The Department of Art and Art History’s Art at Cedar Point program has received a $19,340 Teaching and Engagement competitive award from the University of Nebraska’s Rural Futures Institute.
In its third year, Art at Cedar Point has two initial components: an undergraduate studio art course and an artist-in-residence program for arts and creative writing faculty at Nebraska universities and colleges and Nebraska art graduate students. The course and the residency take place each summer at UNL’s Cedar Point Biological Station near Ogallala.
The award will allow the program to add a new service-learning component this summer. Working in partnership with the Ogallala Public School District, new Art at Cedar Point Coordinator Amanda Breitbach will work with four undergraduate art students to develop a summer art camp for area children to be taught at the Cedar Point Biological Station. Breitbach earned a master’s in fine art in photography in May.

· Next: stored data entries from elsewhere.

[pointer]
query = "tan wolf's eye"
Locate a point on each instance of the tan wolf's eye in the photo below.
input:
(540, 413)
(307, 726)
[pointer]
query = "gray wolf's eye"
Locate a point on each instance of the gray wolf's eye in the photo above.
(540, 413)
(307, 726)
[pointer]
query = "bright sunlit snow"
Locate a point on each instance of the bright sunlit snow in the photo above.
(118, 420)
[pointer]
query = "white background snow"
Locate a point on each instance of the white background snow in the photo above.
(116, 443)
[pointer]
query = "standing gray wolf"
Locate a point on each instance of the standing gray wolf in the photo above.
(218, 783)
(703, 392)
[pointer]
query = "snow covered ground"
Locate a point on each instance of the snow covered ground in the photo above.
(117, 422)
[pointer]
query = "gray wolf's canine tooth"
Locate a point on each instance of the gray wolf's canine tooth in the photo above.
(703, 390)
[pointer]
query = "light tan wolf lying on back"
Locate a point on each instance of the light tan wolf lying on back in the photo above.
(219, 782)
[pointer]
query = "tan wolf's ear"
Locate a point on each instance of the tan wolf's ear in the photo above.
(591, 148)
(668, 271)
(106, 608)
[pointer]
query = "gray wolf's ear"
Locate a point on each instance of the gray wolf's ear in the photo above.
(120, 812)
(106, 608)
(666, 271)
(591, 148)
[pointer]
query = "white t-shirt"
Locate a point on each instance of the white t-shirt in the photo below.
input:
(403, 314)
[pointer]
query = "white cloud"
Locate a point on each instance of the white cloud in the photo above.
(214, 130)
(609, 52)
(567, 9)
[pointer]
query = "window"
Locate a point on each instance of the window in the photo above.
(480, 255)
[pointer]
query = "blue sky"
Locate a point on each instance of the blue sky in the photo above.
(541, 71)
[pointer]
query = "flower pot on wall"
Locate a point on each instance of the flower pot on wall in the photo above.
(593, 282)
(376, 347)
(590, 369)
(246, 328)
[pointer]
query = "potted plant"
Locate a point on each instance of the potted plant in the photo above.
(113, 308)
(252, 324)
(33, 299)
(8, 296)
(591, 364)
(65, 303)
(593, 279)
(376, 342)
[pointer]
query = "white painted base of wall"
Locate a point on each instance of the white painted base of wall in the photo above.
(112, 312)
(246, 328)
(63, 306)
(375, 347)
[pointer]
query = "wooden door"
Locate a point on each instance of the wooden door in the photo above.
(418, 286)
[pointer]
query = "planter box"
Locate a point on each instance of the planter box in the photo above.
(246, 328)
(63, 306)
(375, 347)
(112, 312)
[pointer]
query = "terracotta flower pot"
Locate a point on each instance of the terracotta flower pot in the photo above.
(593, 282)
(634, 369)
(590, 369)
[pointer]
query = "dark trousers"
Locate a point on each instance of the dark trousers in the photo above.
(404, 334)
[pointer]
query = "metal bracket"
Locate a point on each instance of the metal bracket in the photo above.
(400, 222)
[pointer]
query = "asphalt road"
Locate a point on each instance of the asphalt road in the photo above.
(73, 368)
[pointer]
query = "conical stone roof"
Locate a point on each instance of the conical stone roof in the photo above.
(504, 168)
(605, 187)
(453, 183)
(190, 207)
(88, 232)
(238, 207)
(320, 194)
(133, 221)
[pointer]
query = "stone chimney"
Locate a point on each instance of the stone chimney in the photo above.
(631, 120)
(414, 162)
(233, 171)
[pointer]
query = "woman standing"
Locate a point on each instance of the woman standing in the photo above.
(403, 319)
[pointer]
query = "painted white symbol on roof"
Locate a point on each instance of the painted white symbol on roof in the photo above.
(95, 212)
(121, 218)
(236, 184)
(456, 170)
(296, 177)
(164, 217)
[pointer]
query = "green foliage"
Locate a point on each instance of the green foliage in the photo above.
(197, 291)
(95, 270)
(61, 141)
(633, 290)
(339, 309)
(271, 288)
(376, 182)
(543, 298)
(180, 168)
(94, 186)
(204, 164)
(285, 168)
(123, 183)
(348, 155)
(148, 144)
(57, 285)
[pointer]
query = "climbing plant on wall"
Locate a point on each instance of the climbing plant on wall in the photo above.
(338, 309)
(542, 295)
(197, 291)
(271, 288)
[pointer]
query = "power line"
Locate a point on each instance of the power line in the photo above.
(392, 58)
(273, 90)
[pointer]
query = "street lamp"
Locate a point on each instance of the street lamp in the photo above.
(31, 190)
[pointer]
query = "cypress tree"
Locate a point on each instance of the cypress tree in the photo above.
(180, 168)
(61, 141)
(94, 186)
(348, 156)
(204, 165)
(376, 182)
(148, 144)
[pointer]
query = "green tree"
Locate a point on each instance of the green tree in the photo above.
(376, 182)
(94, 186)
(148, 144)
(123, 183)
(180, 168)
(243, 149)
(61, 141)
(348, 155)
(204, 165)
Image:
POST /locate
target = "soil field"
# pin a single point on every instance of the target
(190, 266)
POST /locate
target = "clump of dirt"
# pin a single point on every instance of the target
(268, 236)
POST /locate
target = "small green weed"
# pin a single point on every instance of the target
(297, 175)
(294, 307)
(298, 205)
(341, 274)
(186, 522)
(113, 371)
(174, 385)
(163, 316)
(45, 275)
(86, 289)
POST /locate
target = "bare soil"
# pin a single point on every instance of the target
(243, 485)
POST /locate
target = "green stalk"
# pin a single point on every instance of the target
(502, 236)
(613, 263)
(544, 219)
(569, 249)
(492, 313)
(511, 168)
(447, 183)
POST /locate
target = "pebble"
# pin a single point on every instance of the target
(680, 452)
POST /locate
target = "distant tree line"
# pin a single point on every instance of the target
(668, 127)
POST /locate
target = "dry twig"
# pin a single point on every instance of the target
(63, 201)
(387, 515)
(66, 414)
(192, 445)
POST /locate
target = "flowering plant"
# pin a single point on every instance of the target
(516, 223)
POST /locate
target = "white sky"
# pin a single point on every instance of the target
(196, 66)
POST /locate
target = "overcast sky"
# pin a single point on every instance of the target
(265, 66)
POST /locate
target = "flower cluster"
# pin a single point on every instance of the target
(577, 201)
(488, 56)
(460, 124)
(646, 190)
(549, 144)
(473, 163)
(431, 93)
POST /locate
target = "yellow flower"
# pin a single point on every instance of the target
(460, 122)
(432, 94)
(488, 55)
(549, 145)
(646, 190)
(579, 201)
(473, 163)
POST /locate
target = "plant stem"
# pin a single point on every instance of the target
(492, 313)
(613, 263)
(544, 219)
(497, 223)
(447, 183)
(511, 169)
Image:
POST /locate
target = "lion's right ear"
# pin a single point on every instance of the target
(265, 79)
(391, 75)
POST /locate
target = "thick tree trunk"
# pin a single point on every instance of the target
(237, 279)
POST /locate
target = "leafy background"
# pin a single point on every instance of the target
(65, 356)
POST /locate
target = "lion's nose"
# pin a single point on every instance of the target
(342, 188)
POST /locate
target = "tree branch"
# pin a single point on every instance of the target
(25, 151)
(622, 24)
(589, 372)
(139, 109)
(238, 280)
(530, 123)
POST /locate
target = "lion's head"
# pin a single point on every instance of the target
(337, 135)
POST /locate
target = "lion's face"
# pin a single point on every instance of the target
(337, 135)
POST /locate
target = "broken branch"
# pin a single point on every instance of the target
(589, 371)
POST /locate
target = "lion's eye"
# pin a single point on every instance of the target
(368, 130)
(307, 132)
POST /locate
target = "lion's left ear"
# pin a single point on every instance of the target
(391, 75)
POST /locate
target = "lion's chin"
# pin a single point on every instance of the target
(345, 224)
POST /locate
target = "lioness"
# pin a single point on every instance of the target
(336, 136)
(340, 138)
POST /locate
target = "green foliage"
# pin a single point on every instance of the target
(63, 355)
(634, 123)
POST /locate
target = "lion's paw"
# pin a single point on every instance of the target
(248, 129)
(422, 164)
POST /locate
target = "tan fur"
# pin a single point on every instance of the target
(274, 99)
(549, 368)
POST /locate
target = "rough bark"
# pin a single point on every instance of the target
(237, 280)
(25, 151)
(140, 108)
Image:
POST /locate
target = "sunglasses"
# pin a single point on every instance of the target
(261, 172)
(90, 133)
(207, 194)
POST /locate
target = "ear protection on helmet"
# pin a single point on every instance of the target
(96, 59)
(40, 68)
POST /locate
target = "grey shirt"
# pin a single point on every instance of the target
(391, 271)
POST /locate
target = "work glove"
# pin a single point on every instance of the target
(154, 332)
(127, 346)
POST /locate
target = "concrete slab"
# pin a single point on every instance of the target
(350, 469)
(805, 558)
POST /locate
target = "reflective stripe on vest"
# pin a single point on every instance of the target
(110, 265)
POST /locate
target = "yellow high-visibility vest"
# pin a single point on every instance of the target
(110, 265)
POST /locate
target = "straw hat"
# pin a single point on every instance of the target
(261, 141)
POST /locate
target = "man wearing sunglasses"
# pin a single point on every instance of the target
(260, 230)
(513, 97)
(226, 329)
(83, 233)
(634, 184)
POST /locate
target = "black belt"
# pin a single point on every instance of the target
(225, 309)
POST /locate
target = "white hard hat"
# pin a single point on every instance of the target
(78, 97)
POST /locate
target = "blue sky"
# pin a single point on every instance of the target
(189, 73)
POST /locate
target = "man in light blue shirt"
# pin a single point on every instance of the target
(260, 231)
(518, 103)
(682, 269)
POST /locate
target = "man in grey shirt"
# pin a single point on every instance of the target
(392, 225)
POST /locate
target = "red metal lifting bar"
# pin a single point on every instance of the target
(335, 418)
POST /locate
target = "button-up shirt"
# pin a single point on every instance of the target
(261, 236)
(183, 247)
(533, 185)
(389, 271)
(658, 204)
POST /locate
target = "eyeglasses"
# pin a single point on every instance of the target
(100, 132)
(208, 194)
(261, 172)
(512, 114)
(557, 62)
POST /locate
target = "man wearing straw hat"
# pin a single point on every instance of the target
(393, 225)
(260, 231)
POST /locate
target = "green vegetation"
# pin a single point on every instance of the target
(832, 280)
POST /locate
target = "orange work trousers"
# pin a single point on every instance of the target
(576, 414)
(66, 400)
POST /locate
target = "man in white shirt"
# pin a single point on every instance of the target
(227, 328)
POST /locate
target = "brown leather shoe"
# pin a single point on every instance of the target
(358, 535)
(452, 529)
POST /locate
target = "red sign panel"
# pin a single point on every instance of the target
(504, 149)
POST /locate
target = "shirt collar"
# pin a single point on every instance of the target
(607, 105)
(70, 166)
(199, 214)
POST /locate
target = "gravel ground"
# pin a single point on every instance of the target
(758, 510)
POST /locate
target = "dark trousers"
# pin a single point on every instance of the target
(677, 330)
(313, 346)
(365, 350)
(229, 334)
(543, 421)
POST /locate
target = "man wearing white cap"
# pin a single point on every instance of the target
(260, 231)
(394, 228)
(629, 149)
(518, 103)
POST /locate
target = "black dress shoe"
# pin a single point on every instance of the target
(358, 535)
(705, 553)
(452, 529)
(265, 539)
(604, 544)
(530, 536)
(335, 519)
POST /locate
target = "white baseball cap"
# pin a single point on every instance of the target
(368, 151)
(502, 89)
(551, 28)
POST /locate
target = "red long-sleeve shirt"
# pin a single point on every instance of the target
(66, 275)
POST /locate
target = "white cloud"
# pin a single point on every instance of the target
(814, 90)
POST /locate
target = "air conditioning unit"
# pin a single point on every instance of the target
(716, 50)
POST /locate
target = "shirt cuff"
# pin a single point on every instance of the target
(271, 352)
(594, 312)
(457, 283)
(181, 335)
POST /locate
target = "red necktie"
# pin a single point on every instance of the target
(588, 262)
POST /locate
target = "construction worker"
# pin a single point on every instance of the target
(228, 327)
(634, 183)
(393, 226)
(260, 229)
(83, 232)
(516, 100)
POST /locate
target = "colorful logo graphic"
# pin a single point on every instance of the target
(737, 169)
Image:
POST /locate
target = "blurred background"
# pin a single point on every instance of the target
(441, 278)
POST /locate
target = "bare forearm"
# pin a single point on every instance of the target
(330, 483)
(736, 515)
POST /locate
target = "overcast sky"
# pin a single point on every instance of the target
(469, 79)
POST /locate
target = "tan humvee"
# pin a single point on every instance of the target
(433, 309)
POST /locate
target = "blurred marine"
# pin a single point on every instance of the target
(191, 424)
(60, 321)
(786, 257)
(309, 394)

“It’s a natural outgrowth of these courses that we have been teaching to have students who want to return and can be the teachers,” said Karen Kunc, Cather Professor of Art and coordinator of the Art at Cedar Point program. “Two of the four students this summer were there last summer with my course. They already have some ideas about the resources and what they can teach to those resources. It makes the cycle complete.”
Having a coordinator position will benefit the program because Breitbach can work on Art at Cedar Point more consistently.
“It’s a good opportunity for me,” Breitbach said. “I learn by building this program up and getting good experience from it. I’m passionate about rural places. I think the people in Ogallala are really excited about the focus we’re trying to bring as more of a community effort and less isolated where it’s just us out at the field station doing our own thing.”
There will be two camps this summer, one for students entering fourth through sixth grades, and another for students entering seventh through ninth grades. The camp will run for three days with each age group meeting for half a day each day.
“The projects we are going to do will utilize the natural environment right around Cedar Point and incorporate natural methods,” Breitbach said.
For one activity, students will make gelatin plates and print with them, using leaves and flowers. They will make stencils and learn about leaf shapes as part of the project. For another, students will study box turtles and the patterns on their shells and then draw sections of the shell patterns.
“There has been this long-running research project on box turtles at Cedar Point, so the students who have been out there wanted to do something with the turtles,” Breitbach said.
In addition to the camps, Art at Cedar Point is collaborating with the Nebraska Game and Parks and the Lake McConaughy Visitors’ Center on a speaker series. Omaha artists Jess Benjamin and Susan Knight will speak at 6 p.m. July 6. The lecture is free and open to the public.
Breitbach said she sees great potential for Art at Cedar Point to become more visible so more artists will want to participate.
“I think this grant is going to help us have a bigger profile and become more visible to the rest of the art department and to everybody else,” she said. “The more we do and the more positive buzz we have around this, the more people will be excited about it and see how they want to take part.”
NU’s Rural Futures Institute mobilizes the diverse resources of the university and its partners to support rural communities and regions in building upon their unique strengths and assets to achieve their desired future results. Their competitive awards program connects partners, campuses and communities and provides seed funding in the areas of either teaching and engagement or research and engagement.